A common and reasonable critique of the Fedimint protocol is the level of trust which is invested in the Federation guardians, as this is seen as a violation of a core norm of the bitcoin community.

Not your keys not your coins

The context here is that whilst you control your own eCash notes, you are very much giving up custody of your bitcoin to the federation guardians.

In this eCash notes are IOUs redeemable to the Fedimint for bitcoin.

This is a reasonable concern for bitcoiners coming from a full self sovereign custody arrangement, in which they hold and backup their own private keys.

The Risk

The risk with letting other people hold your bitcoin keys has always been the risk of catastrophic failure through one of several concerns, for example:

  1. The custodian simply refuses to give your bitcoin back or steals it.
  2. The custodian loses access to your bitcoin and can't return them when required.
  3. The custodian is big enough to be a "honeypot" that is hacked and loses access to your bitcoin.
  4. The custodian is impaired by government regulation and has to give up access to your bitcoin (covered separately in trade off 3).

Whilst the likelihood of each of these scenarios differs depending on the implementation of the mint, the end result is always the same, you lose access to your bitcoin, which can represent a significant part of your savings.

The Mitigation

As outlined in "Why Fedimint" the purpose of the protocol is not necessarily to convince existing bitcoiners to give up on their self custody, but instead to move more custodial bitcoin out of centralized services and into Community Custody.

Spectrum of custody

Where users are comfortable and capable with self custody this would be a better solution for eliminating this risk.

There are however, some options to mitigate this risk.

First some setting.

In Fedimint you make some trade offs to your custody arrangements in return for benefits that include:

  • Privacy preserving payments;
  • Privacy preserving community custody;
  • Simplified back up and recovery operations;
  • Simple user experience and convenience.

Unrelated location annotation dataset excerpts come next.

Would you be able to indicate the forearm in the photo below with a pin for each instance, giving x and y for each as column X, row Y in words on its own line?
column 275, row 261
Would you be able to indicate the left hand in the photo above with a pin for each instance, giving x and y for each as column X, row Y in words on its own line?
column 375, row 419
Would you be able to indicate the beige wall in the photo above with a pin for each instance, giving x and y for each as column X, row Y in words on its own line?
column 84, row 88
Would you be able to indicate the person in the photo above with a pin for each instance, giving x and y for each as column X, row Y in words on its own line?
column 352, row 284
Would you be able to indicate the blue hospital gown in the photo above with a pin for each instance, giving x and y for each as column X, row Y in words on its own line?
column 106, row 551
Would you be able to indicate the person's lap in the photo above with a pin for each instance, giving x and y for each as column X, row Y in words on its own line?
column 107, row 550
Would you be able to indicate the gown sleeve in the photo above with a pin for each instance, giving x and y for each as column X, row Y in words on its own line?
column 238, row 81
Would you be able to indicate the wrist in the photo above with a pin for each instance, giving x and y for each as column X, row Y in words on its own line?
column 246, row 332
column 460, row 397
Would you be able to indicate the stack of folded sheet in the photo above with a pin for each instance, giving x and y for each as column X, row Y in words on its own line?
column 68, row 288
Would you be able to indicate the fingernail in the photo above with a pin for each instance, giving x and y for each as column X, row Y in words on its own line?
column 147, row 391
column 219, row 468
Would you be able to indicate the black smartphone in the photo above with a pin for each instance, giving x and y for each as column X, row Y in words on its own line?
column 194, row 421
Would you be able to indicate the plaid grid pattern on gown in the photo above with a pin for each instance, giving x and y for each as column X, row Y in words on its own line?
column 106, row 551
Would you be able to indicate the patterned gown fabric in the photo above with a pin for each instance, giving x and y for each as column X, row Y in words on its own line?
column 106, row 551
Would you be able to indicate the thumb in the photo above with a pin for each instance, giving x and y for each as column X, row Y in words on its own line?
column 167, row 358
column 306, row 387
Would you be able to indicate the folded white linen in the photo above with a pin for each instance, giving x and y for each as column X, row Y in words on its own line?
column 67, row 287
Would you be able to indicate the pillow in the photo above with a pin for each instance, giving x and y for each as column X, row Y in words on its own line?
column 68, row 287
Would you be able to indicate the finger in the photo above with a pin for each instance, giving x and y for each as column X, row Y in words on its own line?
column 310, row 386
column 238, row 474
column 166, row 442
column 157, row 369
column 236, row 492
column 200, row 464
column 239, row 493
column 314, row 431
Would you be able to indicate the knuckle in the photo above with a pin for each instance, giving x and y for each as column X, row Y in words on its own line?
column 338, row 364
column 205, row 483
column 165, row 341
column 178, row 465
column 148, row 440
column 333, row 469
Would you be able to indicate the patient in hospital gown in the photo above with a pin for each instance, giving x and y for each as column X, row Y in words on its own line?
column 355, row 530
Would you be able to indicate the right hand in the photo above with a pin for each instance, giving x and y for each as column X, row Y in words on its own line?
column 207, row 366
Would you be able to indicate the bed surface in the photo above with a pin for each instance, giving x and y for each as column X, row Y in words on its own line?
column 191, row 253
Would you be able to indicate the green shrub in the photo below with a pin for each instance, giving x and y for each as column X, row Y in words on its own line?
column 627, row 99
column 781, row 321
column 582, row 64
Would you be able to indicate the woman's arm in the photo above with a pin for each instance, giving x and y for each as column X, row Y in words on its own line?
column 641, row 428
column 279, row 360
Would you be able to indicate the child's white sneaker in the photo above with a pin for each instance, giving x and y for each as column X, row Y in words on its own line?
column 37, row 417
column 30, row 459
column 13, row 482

This may or may not be an adequate trade off on the face of it, but we can also take the following mitigating actions.

Know your Federation

It is important that the user has direct knowledge of the guardians running their federation and it is highly recommended that you only join federations where some or all of the guardians are people that you have a strong pre-existing relationship with or trust in.

Rather than KYC (Know Your Customer) Fedimint promotes KYF (Know your Friend / Know your Family / Know Your Federation).

For example, if I ran a Federation for my family and friends I am highly unlikely to run off with the money due to the high level of social costs which are attached to the action.

The likelihood of this risk is increased where you have a more distant relationship with the federation guardians.

Limit Exposure

A second mitigation would be to limit the exposure of funds to the federation guardians in terms of both size and time.

For instance keeping only smaller amounts of satoshis in larger federations; or where larger denominations are needed only moving the coins in for a small period of time that covers the spending.